Books

Echoes of Eden (Jerram Barrs, 2013)

Echoes of Eden
A few days ago when the staff of Ransom met for prayer, the liturgy in Common Prayer included a line that caught my attention. “Come now and join the feast,” we read aloud, “right here in the belly of the beast.” My imagination drifted to images of exiles in a dark land, their path wandering through desolate wastes, always on the alert for danger or attack. What if they paused along the way to celebrate the sovereignty, majesty, and goodness of their king—the rightful king—with a feast, complete with dancing, music and lovely tales related by storytellers who repeat the ancient stories with conviction? It’s hard to imagine a more subversive act.

This is essentially what Jerram Barrs calls the people of God to in Echoes of Eden. He wants us to be fully aware of the brokenness of the world, while never failing to fully enjoy the hints of the glory of God found in the works of imagination, art and culture made by women and men who bear the image of God. He wants us to know that to be dismissive of literature and art is to be dismissive of grace.

In the first half of Echoes, Barrs provides a careful biblical framework for understanding the significance of art and culture, and for embracing it with Christian faithfulness. In the second he devotes chapters to authors he has read, relished and lectured on: C. S. Lewis, J. R. R. Tolkien, J. K. Rowling, William Shakespeare, and Jane Austin. His careful explanation of how human culture—specifically literature and the arts—fits into a Christian worldview is much needed at a time when the church is widely viewed as anti-culture. The chapter in which he identifies eleven categories by which to judge a work of art is a wise corrective to the defensiveness that keeps many believers from embracing beauty in a fallen world.

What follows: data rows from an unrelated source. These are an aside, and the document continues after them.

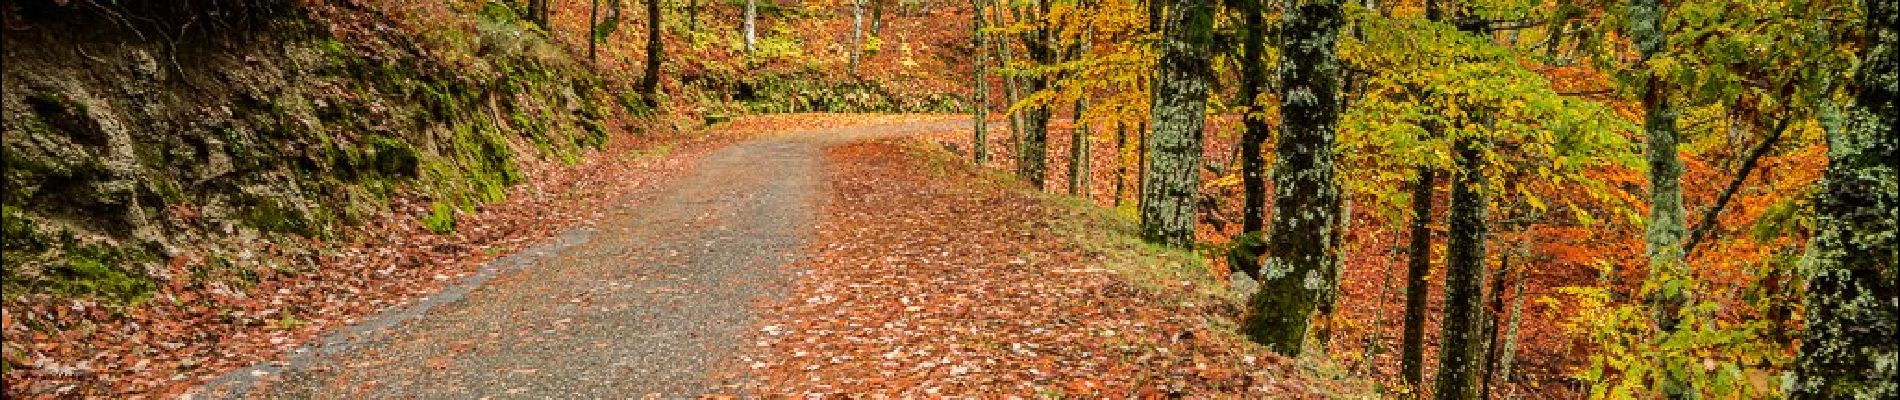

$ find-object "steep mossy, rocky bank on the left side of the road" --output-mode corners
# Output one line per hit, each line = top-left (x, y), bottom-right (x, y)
(0, 0), (644, 303)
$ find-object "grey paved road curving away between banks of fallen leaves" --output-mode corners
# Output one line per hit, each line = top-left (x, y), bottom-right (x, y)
(194, 121), (967, 398)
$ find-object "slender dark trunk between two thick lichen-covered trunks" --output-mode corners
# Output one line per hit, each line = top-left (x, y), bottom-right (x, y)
(1239, 0), (1269, 234)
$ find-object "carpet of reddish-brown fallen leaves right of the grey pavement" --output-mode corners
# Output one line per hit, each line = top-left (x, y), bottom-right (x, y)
(743, 142), (1326, 398)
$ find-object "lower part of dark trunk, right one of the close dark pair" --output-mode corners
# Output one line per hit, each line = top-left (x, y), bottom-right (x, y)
(1433, 138), (1488, 398)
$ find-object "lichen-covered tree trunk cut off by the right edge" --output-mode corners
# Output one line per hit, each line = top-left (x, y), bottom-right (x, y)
(1790, 0), (1900, 398)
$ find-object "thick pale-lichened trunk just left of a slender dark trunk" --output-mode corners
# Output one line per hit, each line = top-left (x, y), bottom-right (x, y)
(1142, 0), (1214, 248)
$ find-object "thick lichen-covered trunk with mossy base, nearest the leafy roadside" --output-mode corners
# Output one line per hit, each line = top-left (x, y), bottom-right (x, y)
(1241, 0), (1343, 356)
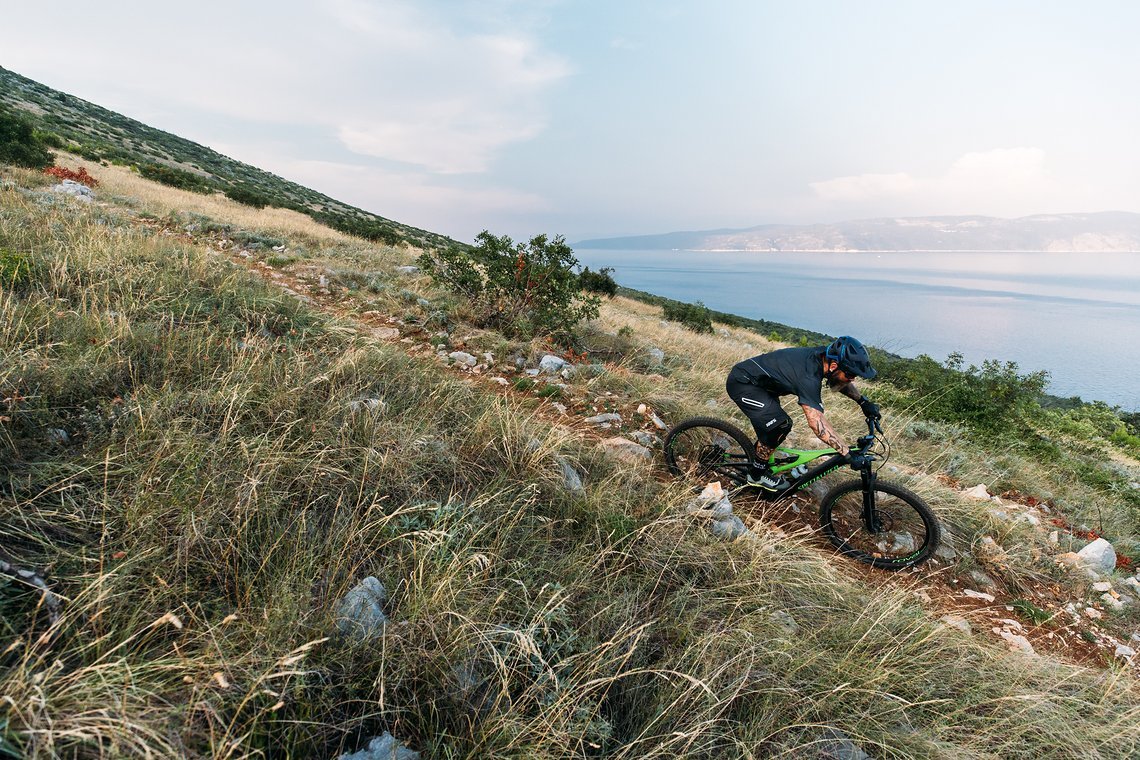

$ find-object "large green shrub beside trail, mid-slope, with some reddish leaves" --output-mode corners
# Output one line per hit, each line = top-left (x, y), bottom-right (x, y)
(418, 230), (600, 337)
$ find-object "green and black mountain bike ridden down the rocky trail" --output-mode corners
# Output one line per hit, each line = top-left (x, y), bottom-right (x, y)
(663, 417), (942, 570)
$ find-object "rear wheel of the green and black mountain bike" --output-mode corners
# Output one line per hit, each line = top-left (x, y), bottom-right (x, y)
(662, 417), (755, 487)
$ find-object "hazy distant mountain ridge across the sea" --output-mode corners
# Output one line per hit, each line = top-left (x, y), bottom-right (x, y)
(573, 211), (1140, 252)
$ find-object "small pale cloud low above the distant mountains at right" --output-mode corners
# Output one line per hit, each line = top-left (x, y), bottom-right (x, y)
(811, 147), (1062, 214)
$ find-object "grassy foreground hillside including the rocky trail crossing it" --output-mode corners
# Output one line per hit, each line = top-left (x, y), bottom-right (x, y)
(0, 96), (1140, 759)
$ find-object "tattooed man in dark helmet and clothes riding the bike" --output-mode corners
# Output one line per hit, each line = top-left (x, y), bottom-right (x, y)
(725, 335), (880, 491)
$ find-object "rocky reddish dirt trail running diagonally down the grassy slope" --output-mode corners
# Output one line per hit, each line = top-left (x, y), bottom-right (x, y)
(120, 201), (1140, 675)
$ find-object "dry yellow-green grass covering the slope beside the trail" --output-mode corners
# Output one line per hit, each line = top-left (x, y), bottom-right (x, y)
(0, 169), (1140, 758)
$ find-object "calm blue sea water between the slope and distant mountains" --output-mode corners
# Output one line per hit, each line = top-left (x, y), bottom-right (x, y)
(575, 248), (1140, 410)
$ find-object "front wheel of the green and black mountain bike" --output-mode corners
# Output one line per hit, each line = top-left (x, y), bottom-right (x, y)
(820, 480), (942, 570)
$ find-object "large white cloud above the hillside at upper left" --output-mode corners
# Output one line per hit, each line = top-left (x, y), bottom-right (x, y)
(5, 0), (571, 173)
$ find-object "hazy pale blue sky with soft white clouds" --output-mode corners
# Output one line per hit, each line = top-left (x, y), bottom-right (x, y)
(0, 0), (1140, 240)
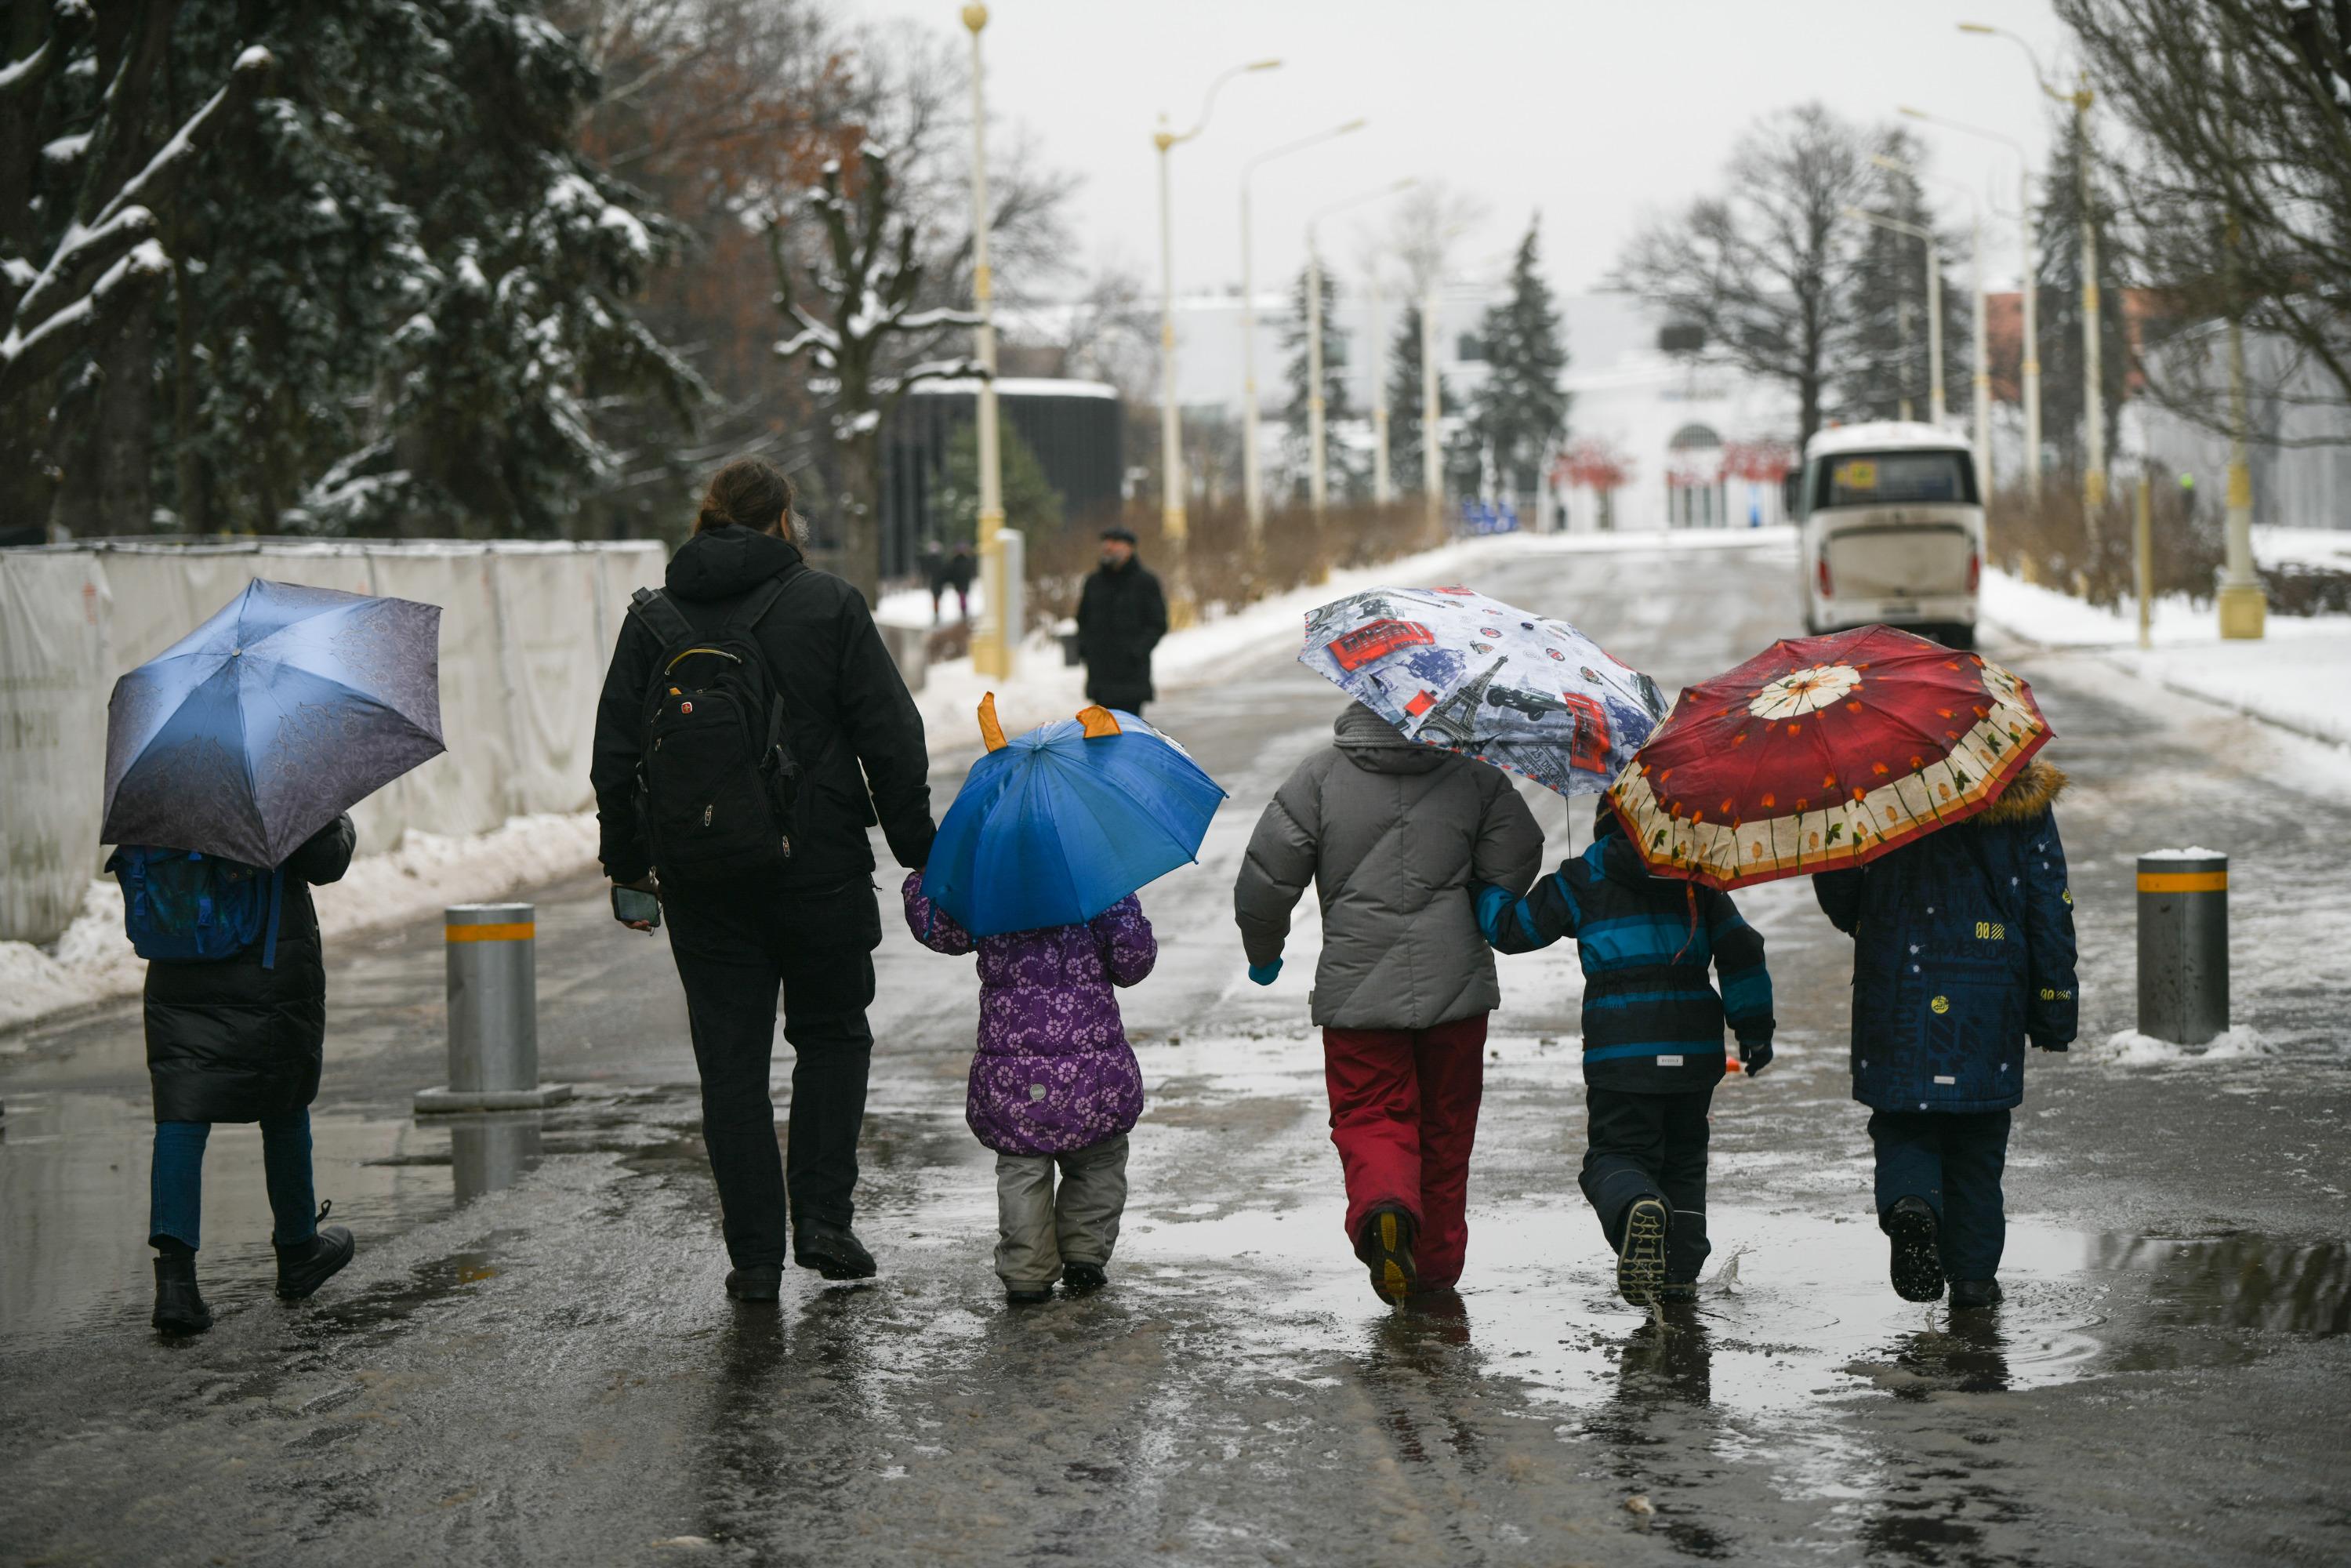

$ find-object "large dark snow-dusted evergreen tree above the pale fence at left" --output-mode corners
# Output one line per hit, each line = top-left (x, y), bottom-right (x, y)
(165, 0), (698, 534)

“Thinking scripturally about the arts,” Barrs says in the opening line of the book, “is an area where there appears to be great confusion in our churches.” He is correct. I hope Echoes of Eden is read and discussed widely. The truth of its message can help nurture a Christian imagination, restore the arts to their proper place in the church, and help us frame the unchanging gospel in a way that will cause a postmodern world to consider its claims.

Source

Echoes of Eden: Reflections on Christianity, Literature, and the Arts by Jerram Barrs (Wheaton, IL: Cross way; 2013) 192 pages + appendix + indices.